El Rey Leoncio se levantó sobre las almohadas para respirar el aire perfumado del atardecer. Estaba cayendo la noche. Y por las ventanas abiertas de par en par se veía la ciudad que resplandecía maravillosamente bajo los últimos rayos del sol, los jardines floridos y, al fondo, una franja de mar celeste que parecía un sueño.

Se hizo un gran silencio. Y de repente los pajarillos se pusieron a cantar. Entraban por la ventana llevando cada uno en el pico una florecilla y, revoloteando graciosamente, la dejaban caer sobre el lecho del oso moribundo.

«Adiós, Tonio», susurró aún el Rey. «Ahora tengo que partir. Os ruego, si no es demasiado trabajo, que me llevéis también a las montañas. Adiós, amigos. Adiós, amado pueblo. Adiós también a ti, De Ambrósiis; ¡un golpecito de tu varita mágica quizá no sería inútil para devolver la razón a mis buenos animales!»

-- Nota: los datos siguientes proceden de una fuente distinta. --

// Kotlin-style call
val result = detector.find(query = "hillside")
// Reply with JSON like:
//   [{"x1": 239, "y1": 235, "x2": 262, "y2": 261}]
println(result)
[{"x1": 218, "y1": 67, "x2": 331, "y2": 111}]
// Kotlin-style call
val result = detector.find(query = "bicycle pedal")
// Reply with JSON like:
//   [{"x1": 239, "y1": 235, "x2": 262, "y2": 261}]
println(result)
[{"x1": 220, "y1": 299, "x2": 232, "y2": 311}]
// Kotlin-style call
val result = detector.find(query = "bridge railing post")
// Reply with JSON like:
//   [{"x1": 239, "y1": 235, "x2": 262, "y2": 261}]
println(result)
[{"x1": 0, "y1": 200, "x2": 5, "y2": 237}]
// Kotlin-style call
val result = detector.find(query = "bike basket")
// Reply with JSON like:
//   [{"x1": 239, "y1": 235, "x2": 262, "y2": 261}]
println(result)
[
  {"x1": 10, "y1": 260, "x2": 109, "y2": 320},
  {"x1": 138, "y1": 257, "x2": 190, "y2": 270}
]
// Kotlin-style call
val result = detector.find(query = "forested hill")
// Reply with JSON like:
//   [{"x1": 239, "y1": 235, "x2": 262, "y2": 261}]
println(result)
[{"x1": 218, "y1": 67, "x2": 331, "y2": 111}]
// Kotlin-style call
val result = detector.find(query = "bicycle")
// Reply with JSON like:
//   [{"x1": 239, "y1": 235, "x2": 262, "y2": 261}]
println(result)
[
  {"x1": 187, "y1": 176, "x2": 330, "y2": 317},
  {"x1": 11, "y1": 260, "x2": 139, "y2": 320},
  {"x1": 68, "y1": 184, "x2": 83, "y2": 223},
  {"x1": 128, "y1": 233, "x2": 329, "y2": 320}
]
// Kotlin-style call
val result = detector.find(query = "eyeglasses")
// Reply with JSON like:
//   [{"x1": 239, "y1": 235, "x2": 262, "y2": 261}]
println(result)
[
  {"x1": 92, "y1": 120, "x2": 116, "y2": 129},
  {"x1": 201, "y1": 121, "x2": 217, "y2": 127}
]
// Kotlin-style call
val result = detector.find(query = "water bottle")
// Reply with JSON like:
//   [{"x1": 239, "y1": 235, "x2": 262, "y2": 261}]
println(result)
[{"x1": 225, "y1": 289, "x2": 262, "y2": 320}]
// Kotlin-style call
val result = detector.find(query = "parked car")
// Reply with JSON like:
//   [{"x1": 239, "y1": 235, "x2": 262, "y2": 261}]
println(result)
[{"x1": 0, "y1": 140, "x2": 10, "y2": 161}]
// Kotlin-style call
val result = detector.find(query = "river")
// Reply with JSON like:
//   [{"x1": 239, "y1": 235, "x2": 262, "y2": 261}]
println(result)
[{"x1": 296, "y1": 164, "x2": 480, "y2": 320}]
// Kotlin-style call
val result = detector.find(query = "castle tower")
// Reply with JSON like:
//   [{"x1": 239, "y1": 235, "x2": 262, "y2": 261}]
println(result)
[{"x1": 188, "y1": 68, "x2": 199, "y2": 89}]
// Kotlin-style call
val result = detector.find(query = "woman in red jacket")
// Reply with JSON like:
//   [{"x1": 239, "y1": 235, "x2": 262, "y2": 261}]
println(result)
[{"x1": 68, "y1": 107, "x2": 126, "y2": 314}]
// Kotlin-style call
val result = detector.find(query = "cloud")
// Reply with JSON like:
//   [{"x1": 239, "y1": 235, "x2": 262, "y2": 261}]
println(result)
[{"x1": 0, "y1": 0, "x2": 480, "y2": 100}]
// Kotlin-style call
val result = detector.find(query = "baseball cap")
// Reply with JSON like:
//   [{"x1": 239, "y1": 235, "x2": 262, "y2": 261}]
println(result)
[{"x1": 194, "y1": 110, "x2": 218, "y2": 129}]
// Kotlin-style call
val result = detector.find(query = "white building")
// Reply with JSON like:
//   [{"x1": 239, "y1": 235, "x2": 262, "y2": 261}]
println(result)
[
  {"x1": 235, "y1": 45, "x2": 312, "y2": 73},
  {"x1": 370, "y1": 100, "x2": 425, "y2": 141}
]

Cerró los ojos. Le pareció como si desde las amables sombras, los espíritus de los antiguos osos, de los parientes, de su padre, de los compañeros caídos en combate, se acercaban a él para acompañarlo al lejano paraíso de los osos, donde florece eterna la primavera. Y acabó su vida con una sonrisa.

Y al día siguiente los osos partieron.

Ante el estupor de los hombres (y también cierto disgusto, porque en general aquellas bestias habían resultado simpáticas), los osos dejaron los palacios y las casas tal como estaban, sin llevarse siquiera un alfiler, amontonaron en una plaza todas las armas, los vestidos, las condecoraciones, los penachos, los uniformes, etc., y lo prendieron fuego. Distribuyeron entre los pobres todo el dinero, hasta el último céntimo. Y en silencio desfilaron en columna por el camino que trece años antes habían descendido de victoria en victoria.

Dicen que la muchedumbre de los hombres, apiñada en lo alto de las murallas, prorrumpió en lamentos y sollozos cuando el cuerpo del Rey Leoncio, llevado a hombros por cuatro hercúleos osos, salió por la puerta mayor rodeado de una selva de antorchas banderas (y quizá también a vosotros os disguste un poco verlo partir para siempre).

Los niños:

Oseznos amigos, no nos dejéis tristes.

Pronto será noche y oscura la vía.

Por vuestro camino las brujas terribles

irán acosándoos hasta el nuevo día.

Quedaos al menos algún tiempo más

que os enseñaremos divertidos juegos

y nunca os haremos volver a enfadar;

os daremos nueces, frutas, caramelos,

jugaremos juntos a indios y vaqueros.